This question has been asked before on the Net, and there are some who say it happened once in advanced training operations. Unfortunately, I found no detailed reference.
For the likelihood of the events which lead to the ejection sequence, see this question.
The ejection sequence is at least factually wrong when showing both seats being ejected almost simultaneously. In the F-14, first the backseater (RIO - radar intercept officer) would eject, and the ejection of the pilot would happen 0.4 s later.
The ejection system of the F-14 was certified for 0-0 ejection (on the ground and at rest), and the canopy would be thrown backwards by an explosive charge. In a flat spin, a case not anticipated during development, it is possible that the canopy stays trapped in the turbulent, separated flow above the airplane, and then the first seat to come out has a chance of hitting it. At least this detail is not impossible.

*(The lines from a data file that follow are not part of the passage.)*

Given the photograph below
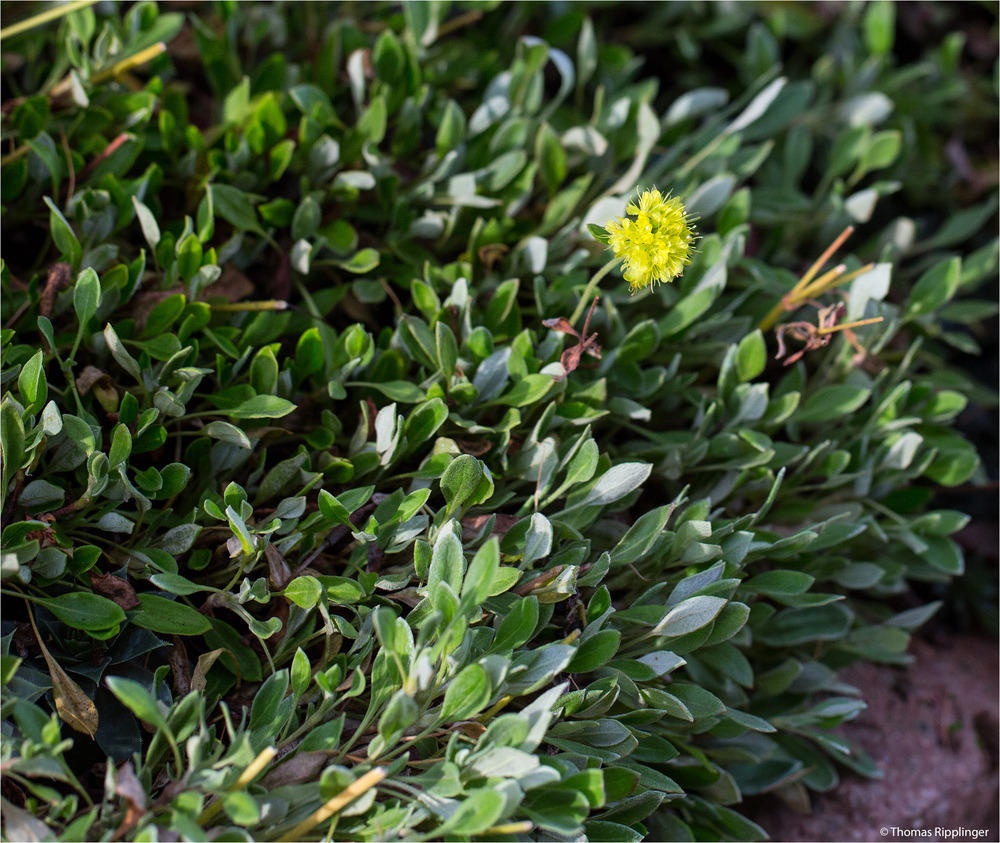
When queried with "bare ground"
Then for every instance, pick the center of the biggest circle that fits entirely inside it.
(932, 729)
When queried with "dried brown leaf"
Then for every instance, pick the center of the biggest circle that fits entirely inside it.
(116, 589)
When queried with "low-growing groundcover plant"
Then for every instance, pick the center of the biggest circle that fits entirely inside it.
(350, 492)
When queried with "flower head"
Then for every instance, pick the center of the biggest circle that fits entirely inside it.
(656, 245)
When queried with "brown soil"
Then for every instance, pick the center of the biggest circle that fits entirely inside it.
(932, 729)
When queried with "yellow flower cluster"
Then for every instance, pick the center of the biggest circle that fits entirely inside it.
(656, 246)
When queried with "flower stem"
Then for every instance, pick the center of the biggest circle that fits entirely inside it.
(591, 286)
(44, 17)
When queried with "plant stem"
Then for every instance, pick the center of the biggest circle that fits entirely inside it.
(591, 286)
(44, 17)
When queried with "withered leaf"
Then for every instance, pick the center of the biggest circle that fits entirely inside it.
(73, 706)
(280, 572)
(199, 679)
(116, 589)
(560, 323)
(303, 767)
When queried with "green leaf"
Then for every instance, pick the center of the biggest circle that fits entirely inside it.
(260, 407)
(147, 222)
(137, 699)
(467, 694)
(518, 626)
(83, 610)
(831, 402)
(86, 294)
(596, 651)
(616, 483)
(935, 287)
(690, 615)
(879, 26)
(451, 130)
(63, 235)
(465, 482)
(304, 592)
(32, 385)
(598, 232)
(121, 446)
(236, 207)
(447, 563)
(388, 57)
(751, 356)
(169, 617)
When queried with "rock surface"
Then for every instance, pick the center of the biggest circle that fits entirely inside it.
(932, 729)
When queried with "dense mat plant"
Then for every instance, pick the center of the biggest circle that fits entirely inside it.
(308, 532)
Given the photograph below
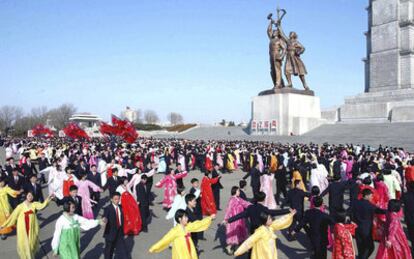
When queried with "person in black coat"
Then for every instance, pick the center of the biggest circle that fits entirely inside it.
(143, 198)
(254, 210)
(113, 182)
(28, 169)
(95, 177)
(242, 185)
(114, 232)
(74, 198)
(363, 213)
(254, 175)
(217, 186)
(408, 201)
(316, 224)
(296, 199)
(16, 182)
(35, 188)
(336, 190)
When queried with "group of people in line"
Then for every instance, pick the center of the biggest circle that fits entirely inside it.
(379, 183)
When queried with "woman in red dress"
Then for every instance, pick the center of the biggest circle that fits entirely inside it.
(394, 243)
(208, 205)
(130, 209)
(343, 247)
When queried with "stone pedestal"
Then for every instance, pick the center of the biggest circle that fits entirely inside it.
(285, 112)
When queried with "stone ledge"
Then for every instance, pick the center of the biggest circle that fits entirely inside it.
(287, 90)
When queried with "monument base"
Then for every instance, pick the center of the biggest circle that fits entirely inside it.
(386, 106)
(285, 113)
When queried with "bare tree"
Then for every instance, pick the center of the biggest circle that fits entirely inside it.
(151, 117)
(175, 118)
(60, 116)
(8, 116)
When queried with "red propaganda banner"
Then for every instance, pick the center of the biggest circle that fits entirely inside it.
(41, 131)
(72, 130)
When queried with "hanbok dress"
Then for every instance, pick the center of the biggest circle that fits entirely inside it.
(180, 238)
(236, 232)
(66, 238)
(83, 191)
(343, 247)
(266, 186)
(262, 242)
(169, 182)
(27, 228)
(5, 208)
(208, 205)
(132, 214)
(394, 234)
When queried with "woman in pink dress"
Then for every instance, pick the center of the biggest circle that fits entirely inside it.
(236, 232)
(383, 198)
(169, 182)
(83, 191)
(394, 243)
(266, 186)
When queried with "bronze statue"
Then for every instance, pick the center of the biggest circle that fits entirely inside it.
(277, 52)
(281, 47)
(294, 64)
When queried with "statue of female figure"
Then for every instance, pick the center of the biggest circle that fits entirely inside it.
(294, 64)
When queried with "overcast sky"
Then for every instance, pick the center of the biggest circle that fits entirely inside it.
(203, 59)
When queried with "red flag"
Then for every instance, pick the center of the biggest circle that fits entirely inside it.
(73, 131)
(41, 130)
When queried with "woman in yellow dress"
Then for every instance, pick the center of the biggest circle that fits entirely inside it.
(27, 227)
(263, 239)
(5, 208)
(180, 236)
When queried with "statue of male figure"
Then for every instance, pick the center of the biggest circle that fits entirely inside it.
(277, 52)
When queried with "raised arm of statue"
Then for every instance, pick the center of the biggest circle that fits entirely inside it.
(270, 30)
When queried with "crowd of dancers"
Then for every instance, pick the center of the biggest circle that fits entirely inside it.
(370, 195)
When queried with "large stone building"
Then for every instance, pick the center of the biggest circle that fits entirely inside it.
(389, 67)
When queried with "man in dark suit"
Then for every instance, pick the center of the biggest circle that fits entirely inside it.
(254, 175)
(73, 197)
(191, 201)
(143, 198)
(16, 182)
(316, 225)
(28, 168)
(254, 210)
(113, 182)
(35, 188)
(114, 234)
(295, 199)
(336, 190)
(95, 177)
(408, 200)
(217, 186)
(363, 213)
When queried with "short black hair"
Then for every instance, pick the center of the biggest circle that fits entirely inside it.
(264, 216)
(189, 197)
(115, 194)
(317, 201)
(260, 196)
(394, 205)
(73, 188)
(179, 214)
(366, 192)
(315, 191)
(242, 184)
(234, 190)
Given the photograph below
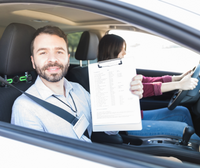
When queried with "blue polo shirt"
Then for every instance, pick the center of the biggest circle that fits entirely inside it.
(27, 113)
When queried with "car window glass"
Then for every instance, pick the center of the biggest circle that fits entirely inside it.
(155, 53)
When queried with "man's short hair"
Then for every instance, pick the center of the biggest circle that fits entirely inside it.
(52, 30)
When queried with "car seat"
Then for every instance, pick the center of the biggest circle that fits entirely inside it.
(15, 65)
(86, 50)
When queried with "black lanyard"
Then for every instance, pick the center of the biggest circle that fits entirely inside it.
(67, 104)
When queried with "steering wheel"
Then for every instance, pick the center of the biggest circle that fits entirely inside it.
(186, 96)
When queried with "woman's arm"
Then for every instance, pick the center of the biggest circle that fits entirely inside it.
(186, 83)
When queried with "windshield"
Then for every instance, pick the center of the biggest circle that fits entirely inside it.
(184, 11)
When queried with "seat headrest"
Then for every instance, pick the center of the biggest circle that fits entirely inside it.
(88, 46)
(15, 49)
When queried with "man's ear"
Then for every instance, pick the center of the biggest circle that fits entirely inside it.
(32, 60)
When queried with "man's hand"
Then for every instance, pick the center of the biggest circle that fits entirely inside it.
(136, 86)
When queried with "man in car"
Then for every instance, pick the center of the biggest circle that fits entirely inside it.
(50, 59)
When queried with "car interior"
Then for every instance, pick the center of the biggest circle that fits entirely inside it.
(18, 22)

Ejection is a violent process, and limbs have been dislocated and/or broken, and pilots have been knocked unconscious during ejection. Hitting the canopy in a still accelerating seat could indeed knock the seat's occupant unconscious.
This was fixed at least so far that a technique was developed to end the flat spin of an F-14. For other aircraft the system is tested and certified with the aircraft at rest, so hitting the canopy in a mid-flight ejection is impossible when the jettison mechanism works as intended. There have been cases, though, where the canopy failed to separate, and then an interlock would prevent the seat from firing. More modern designs use canopy breakers for clearing the way through a closed canopy, but they work only around the head. I don't want to know how the pilot's knees get mangled form the acrylic (or - even worse - the polycarbonate) when it is their time to clear the canopy.